Belém Declaration: Meat Industry is still off the hook


08.08.2023 – Amazon Summit: Heads of State of the eight Amazonian countries failed to combat the deforestation caused by the meat industry. Photo: Ricardo Stuckert/PR

Read in Portuguese here

By: João Gonçalves, Senior Director of Brazil, Mighty Earth  

Belém Declaration: the meat industry is still off the hook! That’s at least the impression given by the eight Amazonian countries following this year’s inaugural Amazon Summit, in Brazil. Despite advancements in strengthening regional cooperation and acknowledging the rights of Indigenous peoples, the Belém Declaration, the conclusive document of the conference, missed a golden opportunity to convey a resolute message to the world: deforestation in the Amazon will no longer be tolerated. Disappointingly the letter signed by the Amazonian leaders doesn’t address how it intends to combat the primary driver of deforestation in the Amazon: the meat industry.  

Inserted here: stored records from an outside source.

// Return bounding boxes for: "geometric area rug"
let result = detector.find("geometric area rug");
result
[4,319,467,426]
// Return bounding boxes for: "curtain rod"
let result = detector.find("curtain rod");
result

Currently, the conversion of land to pasture accounts for about 80% of the region’s deforestation. Land is grabbed to rear cattle or to grow soy to feed animals in intensive farming systems. Thus, more than any other industry, it is critical to address the destruction caused by the meat industry to safeguard the forest, its Indigenous communities and to mitigate the dire impacts it has on climate change.  

Hopes were high that the issue would be confronted with the urgency it demands. Negative impacts of agribusiness were widely discussed by through numerous forums organized by civil society, academia, and the private sector itself during the Amazon Dialogues conference, which preceded the summit and elaborated proposals forwarded to heads of state. To contribute to the debate, Mighty Earth, in partnership with World Animal Protection, organized the side event “Agribusiness and deforestation in the Amazon – consequences for climate, fauna and health.” This event scrutinized how the agricultural production sector drives deforestation in the Amazon, highlighting its impact on wildlife and climate. 

09.08.2023 – Presidente da República, Luiz Inácio Lula da Silva, durante reunião dos países signatários do Tratado de Cooperação Amazônica (TCA) com convidados e Debate Geral. Hangar Centro de Convenções. Belém – PA.
Foto: Ricardo Stuckert/PR

Contrary to expectations, the Declaration also lacks a commitment to unite the eight countries behind a singular target date for achieving zero deforestation in the region. The document is instead shaped by individual national objectives, which had been previously announced and differ for each country. Although nationals like Brazil, Colombia, and Peru have pledged, since the 26th United Nationals Climate Conference (COP26) in 2021, to achieve zero deforestation in the biome by 2030, other such as Bolivia and Venezuela lack distinct targets to halt the devastation of the world’s largest tropical forest.  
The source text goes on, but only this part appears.